So haben nach einer Umfrage von eFinancialCareers unter Finanzprofis rund um den Globus die Banker im Mittleren Osten besonders unter Stress zu leiden. Dazu mag die Angst vor dem Jobverlust beitragen – wie sie derzeit an den meisten Finanzzentren herrscht. Allerdings denken die Recruiter von Robert Half, dass der Stress hauptsächlich auf Überarbeitung und den Mangel an Anerkennung zurückgehe. Laut einer Umfrage der Personalvermittler unter HR-Verantwortlichen in den Vereinigten Arabischen Emiraten zählt der Burnout von Mitarbeitern zu einem der größten Probleme.

Doch was sorgt im Mittleren Osten für besonders viel Stress am Arbeitsplatz? Sonnenschein rund ums Jahr und die Aussicht auf ein luxuriöses Leben als Expat dürfte kaum jemanden Angstschweiß auf die Stirn treiben.

„In den meisten Banken im Mittleren Osten gibt es geradezu einen Melting Pot unterschiedlicher Kulturen und dies kann gleich aus verschiedenen Gründen für Stress sorgen“, sagt ein HR-Manager einer Großbank in Dubai. „Sie finden hier Investmentbanker mit Harvard-Abschlüssen, die vom langsamen Lebensrhythmus frustriert sind. Dann gibt es Leute von weniger entwickelten Finanzzentren, die mit den Anforderungen des Arbeitsplatzes zu kämpfen haben.“

Doch auch anderer Gründe spielen eine Rolle: Durch die verminderte Neigung der Banken zu Neueinstellungen müssen die verbleibenden Teammitglieder härter und länger arbeiten, erzählen Headhunter. Darüber hinaus stelle der Mangel an Anerkennung vor allem für Finanzprofis ein großes Problem dar.  Sie leisten die ganze Arbeit, während einheimische Angestellte mit einem schicken Jobtitel sämtliche Lorbeeren dafür einheimsen.

Laut dem Psychologen Raymond H. Hamden vom Human Relations Institute and Clinic in Dubai handelt es sich dabei um einen Hauptgrund für die Belastungen am Arbeitsplatz. „Die Anerkennung wird normalerweise in den Finanzdienstleistungen daran gemessen, wie viel Geld verdient wird. Daher spielen materielle Punkte eine größere Rolle als persönliche Anstrengung. Der menschliche Faktor muss stärker betont werden, um die Anstrengungen zu erhöhen, die zu materiellen Gewinnen führen.“

Mithin fällt die Zeit, die ausländische Finanzprofis auf einer Stelle verbringen, relativ kurz aus. Nach einer Station im Mittleren Osten ziehen sie rasch weiter. „Das Wesen des Expatriat-Arbeitsmarkts besteht darin, dass die Leute von der lukrativen Bezahlung, den Karriereaussichten und dem Lebensstil in den Vereinigten Arabischen Emiraten profitieren und dann in ihre Herkunftsländer zurückkehren“, erläutert Headhunter Gareth El Mettouri von Robert Half im Mittleren Osten.

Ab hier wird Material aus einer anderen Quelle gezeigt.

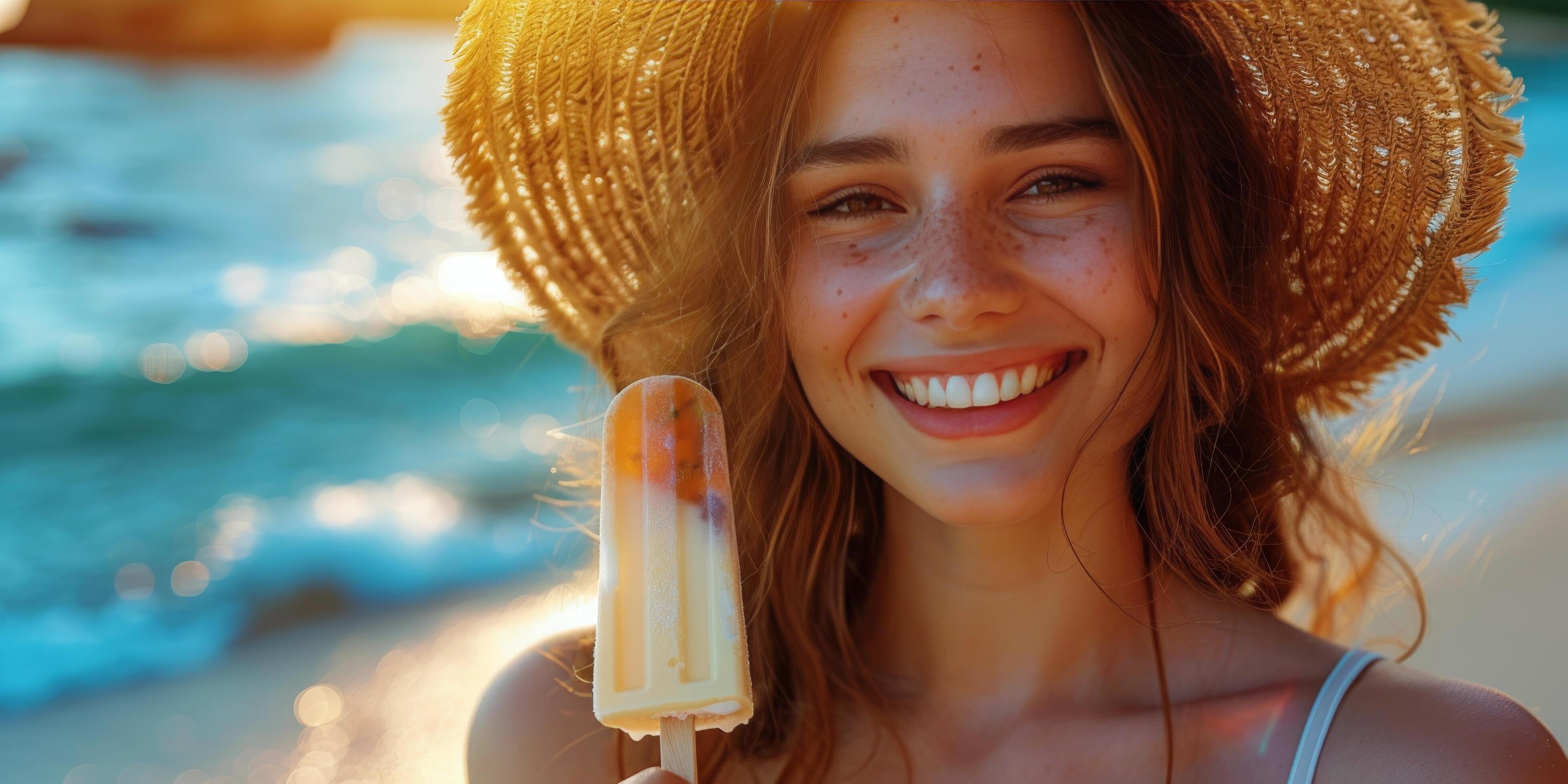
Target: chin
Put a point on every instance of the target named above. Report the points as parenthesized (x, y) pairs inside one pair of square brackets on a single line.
[(980, 494)]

Banker sind schon seit langem als Blackberry-Junkies bekannt. Doch die kulturellen Vorgaben im Mittleren Osten erschweren es besonders, sein Smartphone auszuschalten. Es ist kulturell erlaubt, in jeder denkbaren Situation zu telefonieren – gleich ob in einem Meeting oder beim Familienbarbecue.  Damit müssen die Banker rund um die Uhr zur Verfügung stehen.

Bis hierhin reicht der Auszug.